The massacre was the largest mass-murder under the auspices of the Nazi regime and its Ukrainian collaborators during the campaign against the Soviet Union, and it has been called “the largest single massacre in the history of the Holocaust” to that particular date, as was reported by Wikipedia. It is only surpassed overall by the later 1941 Odessa massacre of more than 50,000 Jews in October 1941 (committed by German and Romanian troops), and by Aktion Erntefest of November 1943 in occupied Poland with 42,000–43,000 victims.

In May 2006, a Ukrainian newspaper called “Ukraine Christian News” commented: “Carrying out the massacre was the Einsatzgruppe C, supported by members of a Waffen-SS battalion and units of the Ukrainian auxiliary police, under the general command of Friedrich Jeckeln. The participation of Ukrainian collaborators in these events, now documented and proven, is a matter of painful public debate in Ukraine.”
Nazi sympathy amongst the populace of modern say Ukraine still exists, and news pertaining to it rarely trickles out.

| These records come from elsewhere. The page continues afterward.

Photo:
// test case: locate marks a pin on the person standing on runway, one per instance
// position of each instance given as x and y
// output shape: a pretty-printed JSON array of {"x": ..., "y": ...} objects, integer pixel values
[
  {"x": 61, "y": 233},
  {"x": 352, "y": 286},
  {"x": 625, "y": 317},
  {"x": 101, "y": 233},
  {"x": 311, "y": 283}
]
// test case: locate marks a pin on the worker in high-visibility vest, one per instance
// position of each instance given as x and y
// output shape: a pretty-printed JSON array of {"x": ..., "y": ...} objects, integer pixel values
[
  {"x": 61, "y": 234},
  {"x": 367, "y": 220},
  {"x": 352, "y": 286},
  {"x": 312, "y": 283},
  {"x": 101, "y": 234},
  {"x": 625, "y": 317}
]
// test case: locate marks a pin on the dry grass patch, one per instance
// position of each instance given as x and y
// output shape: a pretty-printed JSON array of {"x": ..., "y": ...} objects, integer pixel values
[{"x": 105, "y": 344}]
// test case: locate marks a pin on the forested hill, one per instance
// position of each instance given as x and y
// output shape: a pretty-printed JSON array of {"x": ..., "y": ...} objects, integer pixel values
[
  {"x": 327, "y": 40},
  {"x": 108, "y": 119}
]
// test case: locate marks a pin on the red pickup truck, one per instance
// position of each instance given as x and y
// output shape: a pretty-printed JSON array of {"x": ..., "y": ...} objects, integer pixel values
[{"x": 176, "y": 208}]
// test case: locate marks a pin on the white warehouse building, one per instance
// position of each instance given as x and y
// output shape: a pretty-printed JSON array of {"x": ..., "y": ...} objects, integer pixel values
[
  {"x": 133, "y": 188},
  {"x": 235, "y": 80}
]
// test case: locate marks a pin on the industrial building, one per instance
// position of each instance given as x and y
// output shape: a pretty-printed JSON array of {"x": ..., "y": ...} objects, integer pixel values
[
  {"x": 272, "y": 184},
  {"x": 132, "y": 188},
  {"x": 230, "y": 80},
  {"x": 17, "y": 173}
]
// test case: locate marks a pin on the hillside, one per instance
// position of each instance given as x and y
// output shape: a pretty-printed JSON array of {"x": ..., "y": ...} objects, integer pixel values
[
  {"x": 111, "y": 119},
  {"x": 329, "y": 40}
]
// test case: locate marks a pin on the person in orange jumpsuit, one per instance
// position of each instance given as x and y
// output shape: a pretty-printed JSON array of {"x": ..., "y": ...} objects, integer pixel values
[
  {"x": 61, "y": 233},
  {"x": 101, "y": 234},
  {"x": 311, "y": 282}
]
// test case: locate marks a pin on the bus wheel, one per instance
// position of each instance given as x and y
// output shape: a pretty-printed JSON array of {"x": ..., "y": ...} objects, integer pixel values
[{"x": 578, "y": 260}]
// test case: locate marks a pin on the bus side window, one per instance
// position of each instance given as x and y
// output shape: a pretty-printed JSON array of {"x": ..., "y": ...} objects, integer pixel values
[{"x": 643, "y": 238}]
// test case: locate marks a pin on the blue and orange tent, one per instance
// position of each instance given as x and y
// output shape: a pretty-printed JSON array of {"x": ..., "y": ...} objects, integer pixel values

In January of 2018, the JTA reported that in an unusual move, Israel’s ambassador to Ukraine protested a local region’s honoring of a collaborator with Nazi Germany.
Ambassador Joel Lion condemned the Lviv region’s decision to name 2019 the year of Stepan Bandera in a statement he published at the time. JTA reported that Lion wrote that he is “shocked” by the recent decision.

“I cannot understand how the glorification of those directly involved in horrible antisemitic crimes helps fight antisemitism and xenophobia,” he wrote.

Lviv already has a large statue of Bandera, who collaborated for a time with Nazi forces that occupied what is now Ukraine and is believed to have commanded troops that killed thousands of Jews, as was reported by the JTA. Kiev and several other cities have streets named for him.

Bandera was assassinated by a KGB agent in Munich in 1959. The JTA noted that Nazi collaborators in Ukraine were once regarded by authorities as illegitimate to serve as national role models because of their war crimes against Jews and Poles, but Bandera and other former collaborators are now widely regarded as patriot heroes.

In 2020, the Jerusalem Post reported that subsequent to a nationalist march in Ukraine in honor of a Nazi collaborator, the ambassadors of Israel and Poland protested the glorification of Holocaust-era war criminals.

In a joint letter sent by Joel Lion and Bartosz Cichocki, the two ambassadors accused the city government of the Ukrainian capital of Kyiv of having “waved the Stepan Bandera banner,” a reference to a portrait of the Ukrainian Nazi collaborator that was hung from a municipal building at the end of a Jan. 1 march honoring Bandera’s 111th birthday, the JPost reported. Hundreds of people attended the march.

“Celebrating these individuals is an insult,” the ambassadors wrote.

The JPost reported that the letter also condemned the sponsorship by the Lviv district of an event celebrating Andryi Melnyk, another collaborator with the Third Reich. The ambassadors wrote the events caused them “great concern and sorrow.”
In March of 2022, CNN reported that the far-right Azov movement has been part of the military and political landscape in Ukraine for nearly a decade.

CNN offered a background of the movement. They wrote: “An effective fighting force that’s very much involved in the current conflict, the battalion has a history of neo-Nazi leanings, which have not been entirely extinguished by its integration into the Ukrainian military.”
The report added that, “In its heyday as an autonomous militia, the Azov Battalion was associated with White supremacists and neo-Nazi ideology and insignia. It was especially active in and around Mariupol in 2014 and 2015. CNN teams in the area at the time reported Azov’s embrace of neo-Nazi emblems and paraphernalia. “

The existence of an identifiably Azov element within the Ukrainian armed forces – and an effective element at that – poses uncomfortable questions for the Ukrainian government and its Western allies, which continue to send arms to the country, CNN added.